Каштан уже почти отцвел. Я не любил аромата его цветов, но сейчас он напоминал мне что-то очень далекое, забытое. Над кустами все еще переливался блеск бенгальских огней, доносились звуки заглушавших друг друга оркестров, и каждую минуту возвращался, приносимый ветром, дружный вопль участников какого-то зрелища, наверно, американских гор. Мой уголок оставался почти безлюдным.

Внезапно из темной аллеи появилась черная высокая фигура. Листья уже казались серыми, и лицо этого человека я увидел лишь тогда, когда он, необычайно медленно, крохотными шажками, почти не отрывая ног от земли, приблизился ко мне и остановился в нескольких шагах. Его руки прятались в каких-то утолщенных раструбах, откуда выходили два тонких стержня, оканчивавшихся черными грушевидными расширениями. Он опирался на них, как человек, необычайно слабый. Он не смотрел на меня, не смотрел ни на что – смех, громкие крики, музыка, взрывы фейерверка, казалось, вообще не существуют для него. Так он постоял с минуту, тяжело дыша, и в свете повторяющихся фейерверков его лицо показалось мне таким древним, словно годы стерли с него всякое выражение, оставив лишь кожу да кости. Когда он уже собрался тронуться дальше, выбросив вперед эти странные груши или протезы, один из них скользнул, я вскочил со скамейки, чтобы поддержать его, но он сам удержался. Он был на голову ниже меня, но все-таки очень высокий для нынешних людей; его блестящие глаза смотрели на меня.

– Простите, – пробормотал я и хотел отойти, но остановился: в его глазах был какой-то приказ.

– Я вас уже видел где-то. Но где? – спросил он неожиданно сильным голосом.

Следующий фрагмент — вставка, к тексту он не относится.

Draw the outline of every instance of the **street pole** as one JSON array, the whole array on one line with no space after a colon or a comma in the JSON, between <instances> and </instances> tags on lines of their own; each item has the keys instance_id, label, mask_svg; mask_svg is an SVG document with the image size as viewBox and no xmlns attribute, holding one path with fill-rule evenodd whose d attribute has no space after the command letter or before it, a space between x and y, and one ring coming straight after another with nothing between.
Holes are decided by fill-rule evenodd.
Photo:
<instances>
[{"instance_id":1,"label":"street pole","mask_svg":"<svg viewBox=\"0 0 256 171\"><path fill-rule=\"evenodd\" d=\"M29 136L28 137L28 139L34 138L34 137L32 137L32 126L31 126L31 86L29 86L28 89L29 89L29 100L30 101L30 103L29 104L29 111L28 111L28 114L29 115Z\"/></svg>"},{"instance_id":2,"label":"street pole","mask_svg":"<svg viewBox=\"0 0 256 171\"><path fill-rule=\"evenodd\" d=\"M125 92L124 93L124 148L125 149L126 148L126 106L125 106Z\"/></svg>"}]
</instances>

– Сомневаюсь, – ответил я, покачивая головой. – Я только вчера вернулся… из очень далекой экспедиции.

– Откуда?

– Фомальгаут.

Его глаза сверкнули.

– Ардер! Том Ардер!!

– Нет, – сказал я. – Но я был с ним.

– А он?

– Погиб.

Он задохнулся:

– Помогите… мне… сесть…

Я обхватил его за плечи. Под черным скользким материалом прощупывались одни только кости. Медленно опустил его на скамейку. Стал рядом.

– Сядьте… тоже.

Я сел. Он все еще тяжело дышал, не открывая глаз.

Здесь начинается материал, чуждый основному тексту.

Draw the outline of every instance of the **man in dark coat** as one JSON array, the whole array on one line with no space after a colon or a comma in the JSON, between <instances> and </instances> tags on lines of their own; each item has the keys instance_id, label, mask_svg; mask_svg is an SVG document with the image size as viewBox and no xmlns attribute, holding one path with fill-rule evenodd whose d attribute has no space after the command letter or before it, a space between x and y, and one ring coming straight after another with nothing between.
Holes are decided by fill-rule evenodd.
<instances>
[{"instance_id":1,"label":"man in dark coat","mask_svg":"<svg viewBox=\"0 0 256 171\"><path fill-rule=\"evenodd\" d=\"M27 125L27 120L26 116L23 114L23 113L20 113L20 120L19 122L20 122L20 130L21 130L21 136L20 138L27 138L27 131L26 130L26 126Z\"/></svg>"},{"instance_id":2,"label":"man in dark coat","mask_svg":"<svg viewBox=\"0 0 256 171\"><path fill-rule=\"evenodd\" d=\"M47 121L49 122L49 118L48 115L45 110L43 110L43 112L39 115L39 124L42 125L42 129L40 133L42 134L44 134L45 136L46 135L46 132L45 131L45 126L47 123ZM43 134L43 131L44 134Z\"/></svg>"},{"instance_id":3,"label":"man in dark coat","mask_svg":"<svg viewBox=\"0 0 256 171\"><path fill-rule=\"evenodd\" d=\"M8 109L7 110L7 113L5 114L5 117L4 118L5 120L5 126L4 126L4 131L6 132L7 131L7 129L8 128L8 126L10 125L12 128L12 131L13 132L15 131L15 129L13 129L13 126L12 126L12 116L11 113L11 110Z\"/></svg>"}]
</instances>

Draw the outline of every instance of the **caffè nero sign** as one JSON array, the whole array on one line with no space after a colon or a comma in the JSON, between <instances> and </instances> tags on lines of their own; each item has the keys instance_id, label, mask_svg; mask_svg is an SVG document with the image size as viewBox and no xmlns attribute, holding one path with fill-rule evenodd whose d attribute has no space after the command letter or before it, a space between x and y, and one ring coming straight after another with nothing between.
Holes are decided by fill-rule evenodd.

– Это ничего… волнение, – шепнул он. Потом с трудом поднял веки и просто сказал: – Я Ремер.

У меня перехватило дыхание:

– Как… Вы… Вы? Сколько же…

– Сто тридцать четыре, – сухо ответил он. – Тогда мне было семь.

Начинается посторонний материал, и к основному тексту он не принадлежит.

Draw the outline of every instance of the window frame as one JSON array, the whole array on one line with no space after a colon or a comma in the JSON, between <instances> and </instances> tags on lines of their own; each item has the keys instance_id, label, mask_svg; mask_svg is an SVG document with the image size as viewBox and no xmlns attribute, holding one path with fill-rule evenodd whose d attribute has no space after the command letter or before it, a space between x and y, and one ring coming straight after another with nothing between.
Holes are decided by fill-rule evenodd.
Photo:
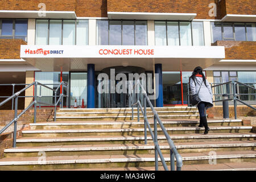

Я помнил его. Он приехал к нам со своим отцом, феноменальным математиком, который был ассистентом Геонидеса – создателя теории нашего полета. Ардер тогда показал ребенку наш большой испытательный зал, центрифугу – таким он и остался у меня в памяти: подвижный, словно искра, семилетний мальчонка, с черными отцовскими глазами; Ардер поднял его на руки, чтобы малыш мог вблизи рассмотреть гравикамеру, в которой сидел я.